LE CINÉ MAN
PROFIL - Alain Gomis, réalisateur sénégalais lauréat du grand prix du FESPACO 2017
À 45 ans, il est la nouvelle étoile du cinéma africain et s'impose déjà comme l'un des héritiers des géants que furent Ousmane Sembène et Djibril Diop Mambéty. Coup de projecteurs sur Alain Gomis.
Avouons-le tout de suite, on n'a pas (encore) vu Félicité, le film qui vient de remporter l'Étalon d'or de Yennenga à la 25e édition du Fespaco. Mais on a vu le tout aussi beau Tey, également Yennenga d'or en 2013. On raconte à ce propos que Félicité tiendrait d'ailleurs un peu de Tey. Comme Satché qui s'apprête à mourir, Félicité a ressuscité à l'âge de deux ans.
Alain Gomis a ceci de particulier qu'il aime célébrer la mort. Son talent, néanmoins, n'est pas près de mourir. Au contraire. Il se répand comme une énergie qui irradie un cinéma africain moribond. Qui marche sur une jambe, comme dirait le cinéaste Daouda Coulibaly.
Grand, le cinéaste aux dreadlocks commence à prendre ses habitudes dans les grands rendez-vous du 7e art. Ours d'argent, il y a quelques semaines, à la Berlinale en Allemagne, il est la nouvelle star du Fespaco. À Ouaga comme à Dakar, on ne parle que de lui. La critique est dithyrambique.
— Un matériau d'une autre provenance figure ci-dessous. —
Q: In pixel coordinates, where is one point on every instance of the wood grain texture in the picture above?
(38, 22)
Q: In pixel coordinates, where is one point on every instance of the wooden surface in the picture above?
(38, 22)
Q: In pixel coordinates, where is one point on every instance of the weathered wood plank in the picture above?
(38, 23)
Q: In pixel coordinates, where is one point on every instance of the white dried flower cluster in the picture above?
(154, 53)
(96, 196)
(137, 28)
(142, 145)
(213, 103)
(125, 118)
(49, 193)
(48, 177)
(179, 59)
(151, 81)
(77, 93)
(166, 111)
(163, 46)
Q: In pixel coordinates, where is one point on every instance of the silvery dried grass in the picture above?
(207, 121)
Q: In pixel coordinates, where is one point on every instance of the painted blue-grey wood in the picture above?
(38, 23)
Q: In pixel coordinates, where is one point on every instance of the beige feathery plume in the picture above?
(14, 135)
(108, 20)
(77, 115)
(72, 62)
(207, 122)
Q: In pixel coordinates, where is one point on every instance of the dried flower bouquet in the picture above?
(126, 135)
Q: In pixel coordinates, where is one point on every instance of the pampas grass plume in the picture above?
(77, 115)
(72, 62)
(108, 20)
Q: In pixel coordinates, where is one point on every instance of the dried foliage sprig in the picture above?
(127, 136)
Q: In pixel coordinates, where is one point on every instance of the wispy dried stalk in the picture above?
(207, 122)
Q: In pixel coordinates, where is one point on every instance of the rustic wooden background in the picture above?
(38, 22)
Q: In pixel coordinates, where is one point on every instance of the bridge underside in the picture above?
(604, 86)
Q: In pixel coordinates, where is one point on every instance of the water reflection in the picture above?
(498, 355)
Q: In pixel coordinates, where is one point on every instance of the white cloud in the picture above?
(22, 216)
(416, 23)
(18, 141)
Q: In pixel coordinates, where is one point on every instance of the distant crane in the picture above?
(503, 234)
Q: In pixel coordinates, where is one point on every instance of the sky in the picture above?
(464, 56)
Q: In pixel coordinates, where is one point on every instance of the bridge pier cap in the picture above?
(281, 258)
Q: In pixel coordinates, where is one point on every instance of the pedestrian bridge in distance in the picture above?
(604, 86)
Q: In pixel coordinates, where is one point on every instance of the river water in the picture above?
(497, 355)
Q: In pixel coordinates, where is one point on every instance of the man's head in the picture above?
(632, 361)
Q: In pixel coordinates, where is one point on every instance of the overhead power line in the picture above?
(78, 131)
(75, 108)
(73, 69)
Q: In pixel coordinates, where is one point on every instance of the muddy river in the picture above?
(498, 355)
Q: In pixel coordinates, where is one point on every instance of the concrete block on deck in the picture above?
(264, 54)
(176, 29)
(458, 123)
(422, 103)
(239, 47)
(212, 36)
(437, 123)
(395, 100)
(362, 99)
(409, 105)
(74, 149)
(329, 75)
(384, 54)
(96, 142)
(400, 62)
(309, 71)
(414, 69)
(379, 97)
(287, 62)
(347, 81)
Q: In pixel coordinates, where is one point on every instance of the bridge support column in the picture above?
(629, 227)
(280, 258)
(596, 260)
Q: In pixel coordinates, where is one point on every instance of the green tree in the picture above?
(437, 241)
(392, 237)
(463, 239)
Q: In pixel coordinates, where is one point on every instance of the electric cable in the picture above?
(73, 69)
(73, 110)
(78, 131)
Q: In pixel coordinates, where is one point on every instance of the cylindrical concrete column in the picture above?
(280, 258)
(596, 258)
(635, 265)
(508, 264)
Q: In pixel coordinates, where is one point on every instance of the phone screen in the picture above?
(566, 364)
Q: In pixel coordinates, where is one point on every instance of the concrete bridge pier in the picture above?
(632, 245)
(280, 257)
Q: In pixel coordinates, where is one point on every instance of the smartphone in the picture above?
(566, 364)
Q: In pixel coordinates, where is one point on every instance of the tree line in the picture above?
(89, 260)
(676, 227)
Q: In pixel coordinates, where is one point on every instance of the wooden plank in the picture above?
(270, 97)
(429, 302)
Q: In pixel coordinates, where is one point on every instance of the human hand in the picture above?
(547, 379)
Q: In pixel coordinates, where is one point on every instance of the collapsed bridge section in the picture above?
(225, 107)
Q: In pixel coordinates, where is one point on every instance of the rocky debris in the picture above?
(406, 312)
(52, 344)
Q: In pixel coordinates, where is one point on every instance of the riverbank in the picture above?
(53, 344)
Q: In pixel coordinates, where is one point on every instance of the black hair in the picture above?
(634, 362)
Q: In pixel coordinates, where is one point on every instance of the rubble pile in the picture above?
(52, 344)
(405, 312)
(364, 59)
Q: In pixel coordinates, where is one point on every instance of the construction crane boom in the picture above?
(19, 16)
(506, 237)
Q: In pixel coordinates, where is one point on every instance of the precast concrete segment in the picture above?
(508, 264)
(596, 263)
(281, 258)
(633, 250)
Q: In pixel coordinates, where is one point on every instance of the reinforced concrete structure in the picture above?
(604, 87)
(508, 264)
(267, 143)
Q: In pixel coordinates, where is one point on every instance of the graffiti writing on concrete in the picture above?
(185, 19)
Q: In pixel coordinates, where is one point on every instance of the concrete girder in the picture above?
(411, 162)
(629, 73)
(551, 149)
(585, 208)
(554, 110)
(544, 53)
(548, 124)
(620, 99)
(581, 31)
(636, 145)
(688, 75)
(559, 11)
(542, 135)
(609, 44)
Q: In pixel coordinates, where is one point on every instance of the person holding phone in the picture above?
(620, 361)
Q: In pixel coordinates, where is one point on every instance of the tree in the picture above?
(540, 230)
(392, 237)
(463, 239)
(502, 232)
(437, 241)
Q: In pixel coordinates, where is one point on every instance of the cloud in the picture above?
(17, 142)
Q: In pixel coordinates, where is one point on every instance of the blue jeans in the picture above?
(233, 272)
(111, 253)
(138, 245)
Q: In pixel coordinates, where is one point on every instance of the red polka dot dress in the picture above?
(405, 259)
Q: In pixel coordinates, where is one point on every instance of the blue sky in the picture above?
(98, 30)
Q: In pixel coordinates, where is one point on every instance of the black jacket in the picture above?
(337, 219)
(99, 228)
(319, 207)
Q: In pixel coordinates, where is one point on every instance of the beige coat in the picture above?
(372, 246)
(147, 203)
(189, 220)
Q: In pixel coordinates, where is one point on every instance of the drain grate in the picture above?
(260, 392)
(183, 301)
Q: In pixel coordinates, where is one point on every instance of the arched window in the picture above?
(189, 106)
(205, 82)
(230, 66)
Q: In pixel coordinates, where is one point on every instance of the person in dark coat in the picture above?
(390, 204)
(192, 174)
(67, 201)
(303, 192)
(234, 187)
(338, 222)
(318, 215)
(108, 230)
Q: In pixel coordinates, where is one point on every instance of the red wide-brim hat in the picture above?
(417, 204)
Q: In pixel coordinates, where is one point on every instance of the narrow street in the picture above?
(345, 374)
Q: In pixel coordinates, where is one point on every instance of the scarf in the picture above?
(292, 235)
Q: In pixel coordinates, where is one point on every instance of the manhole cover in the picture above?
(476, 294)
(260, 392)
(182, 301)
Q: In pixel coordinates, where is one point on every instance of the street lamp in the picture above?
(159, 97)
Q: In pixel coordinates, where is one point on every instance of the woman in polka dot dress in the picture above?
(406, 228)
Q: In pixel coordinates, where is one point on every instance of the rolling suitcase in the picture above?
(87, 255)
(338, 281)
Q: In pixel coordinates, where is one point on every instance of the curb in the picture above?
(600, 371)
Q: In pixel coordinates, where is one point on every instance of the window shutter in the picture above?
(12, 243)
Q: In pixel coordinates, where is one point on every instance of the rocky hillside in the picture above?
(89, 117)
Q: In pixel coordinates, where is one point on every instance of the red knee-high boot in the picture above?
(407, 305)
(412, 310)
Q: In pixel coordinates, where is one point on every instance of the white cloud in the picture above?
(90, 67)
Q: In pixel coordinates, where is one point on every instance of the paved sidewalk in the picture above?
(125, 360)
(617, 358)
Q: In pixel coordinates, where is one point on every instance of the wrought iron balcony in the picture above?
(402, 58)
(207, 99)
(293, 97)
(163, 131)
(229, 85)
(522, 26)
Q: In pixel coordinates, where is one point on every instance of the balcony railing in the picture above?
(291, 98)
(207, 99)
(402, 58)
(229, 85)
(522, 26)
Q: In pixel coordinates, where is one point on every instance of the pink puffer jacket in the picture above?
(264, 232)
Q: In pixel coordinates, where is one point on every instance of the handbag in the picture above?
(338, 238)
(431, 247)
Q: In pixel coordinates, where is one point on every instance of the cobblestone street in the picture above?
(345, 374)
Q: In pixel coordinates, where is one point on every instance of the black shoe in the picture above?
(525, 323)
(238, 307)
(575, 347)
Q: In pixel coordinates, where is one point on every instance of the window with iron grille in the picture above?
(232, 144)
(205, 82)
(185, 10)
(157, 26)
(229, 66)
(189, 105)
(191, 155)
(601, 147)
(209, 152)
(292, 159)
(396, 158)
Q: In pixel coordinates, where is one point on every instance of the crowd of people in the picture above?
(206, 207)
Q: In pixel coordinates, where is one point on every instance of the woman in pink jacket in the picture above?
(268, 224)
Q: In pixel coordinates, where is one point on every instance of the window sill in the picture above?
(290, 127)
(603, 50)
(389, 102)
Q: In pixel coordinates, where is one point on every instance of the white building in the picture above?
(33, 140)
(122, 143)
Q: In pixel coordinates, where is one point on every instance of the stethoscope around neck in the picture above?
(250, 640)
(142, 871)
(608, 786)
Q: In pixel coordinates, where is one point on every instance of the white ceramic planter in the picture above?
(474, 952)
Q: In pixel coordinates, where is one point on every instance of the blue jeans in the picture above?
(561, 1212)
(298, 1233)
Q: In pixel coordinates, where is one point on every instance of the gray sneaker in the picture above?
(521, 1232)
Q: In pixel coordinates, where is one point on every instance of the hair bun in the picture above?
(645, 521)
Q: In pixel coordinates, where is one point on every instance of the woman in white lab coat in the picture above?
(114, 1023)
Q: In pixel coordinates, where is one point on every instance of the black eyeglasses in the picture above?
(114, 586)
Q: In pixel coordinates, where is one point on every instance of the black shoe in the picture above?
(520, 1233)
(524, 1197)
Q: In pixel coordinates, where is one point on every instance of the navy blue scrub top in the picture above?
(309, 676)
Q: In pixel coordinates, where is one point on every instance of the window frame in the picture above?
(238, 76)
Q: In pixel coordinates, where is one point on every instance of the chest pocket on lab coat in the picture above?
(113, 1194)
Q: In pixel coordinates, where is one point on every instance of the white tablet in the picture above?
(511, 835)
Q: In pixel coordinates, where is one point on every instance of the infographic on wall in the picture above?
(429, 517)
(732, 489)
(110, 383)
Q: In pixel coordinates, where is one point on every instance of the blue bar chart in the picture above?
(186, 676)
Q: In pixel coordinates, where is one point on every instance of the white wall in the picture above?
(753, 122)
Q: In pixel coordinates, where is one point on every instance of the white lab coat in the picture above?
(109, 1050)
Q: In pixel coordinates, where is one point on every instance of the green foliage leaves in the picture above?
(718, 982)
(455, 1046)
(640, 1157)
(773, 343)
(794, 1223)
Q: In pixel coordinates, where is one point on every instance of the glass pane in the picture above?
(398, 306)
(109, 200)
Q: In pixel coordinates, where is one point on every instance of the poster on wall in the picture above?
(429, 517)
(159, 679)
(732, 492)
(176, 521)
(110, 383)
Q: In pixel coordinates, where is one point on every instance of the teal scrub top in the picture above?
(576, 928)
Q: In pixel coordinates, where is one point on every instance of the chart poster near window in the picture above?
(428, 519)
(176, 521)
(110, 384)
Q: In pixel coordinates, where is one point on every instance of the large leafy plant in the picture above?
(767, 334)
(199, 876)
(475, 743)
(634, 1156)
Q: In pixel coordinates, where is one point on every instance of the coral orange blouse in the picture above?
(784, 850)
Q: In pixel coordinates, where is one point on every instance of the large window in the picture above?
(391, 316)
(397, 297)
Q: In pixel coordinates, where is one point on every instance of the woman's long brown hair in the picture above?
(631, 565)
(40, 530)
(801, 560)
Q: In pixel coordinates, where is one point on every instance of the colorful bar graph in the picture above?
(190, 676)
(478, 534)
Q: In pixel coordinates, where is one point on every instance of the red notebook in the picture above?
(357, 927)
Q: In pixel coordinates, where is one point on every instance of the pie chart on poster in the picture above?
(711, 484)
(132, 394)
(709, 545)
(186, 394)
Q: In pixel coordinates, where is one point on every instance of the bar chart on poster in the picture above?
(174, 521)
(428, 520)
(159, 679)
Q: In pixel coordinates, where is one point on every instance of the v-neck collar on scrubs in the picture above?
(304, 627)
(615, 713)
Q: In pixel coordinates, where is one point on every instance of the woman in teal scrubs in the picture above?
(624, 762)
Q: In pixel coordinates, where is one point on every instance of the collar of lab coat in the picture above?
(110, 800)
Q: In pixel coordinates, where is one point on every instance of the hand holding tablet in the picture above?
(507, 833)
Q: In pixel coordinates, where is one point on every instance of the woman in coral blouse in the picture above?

Alain Gomis est un garçon brillant, l'un des cinéastes africains les plus doués et captivant, entend-on.
Il a commencé sa carrière en réalisant des vidéos et des courts-métrages, dont Petite Lumière (2003), qui raconte l'histoire touchante d'une petite fille qui croit qu'il suffit de fermer ses yeux pour faire disparaître ses tracas. Son premier long-métrage, l'Afrance, présente l'itinéraire d'un jeune étudiant sénégalais parti faire ses études en France et confronté à des problèmes de titres de séjour. Lesquels le conduiront à séjourner dans un centre de rétention. Ce film obtient Léopard d'argent 2001 du meilleur film au festival de Locarno (Suisse). Sept ans plus tard, Andalucia dresse le portrait d'un homme qui vit dans une caravane et cherche un emploi.
Un cinéaste engagé
En 2013, Alain Gomis reçoit l'Étalon d'Or de Yennenga au Fespaco pour Tey (aujourd'hui). Le film retrace le dernier jour d'un homme sur terre, qui sait qu'il va mourir. 2017, Félicité, dresse le portrait d'une chanteuse de Kinshasa (RDC) qui se bat pour faire soigner son fils, victime d'un accident de moto. Suprême bonheur, il décroche à nouveau l'Étalon d'or à la 25e édition du plus grand Festival de cinéma panafricain. En une décennie, il s'impose comme la nouvelle passionaria du cinéma africain.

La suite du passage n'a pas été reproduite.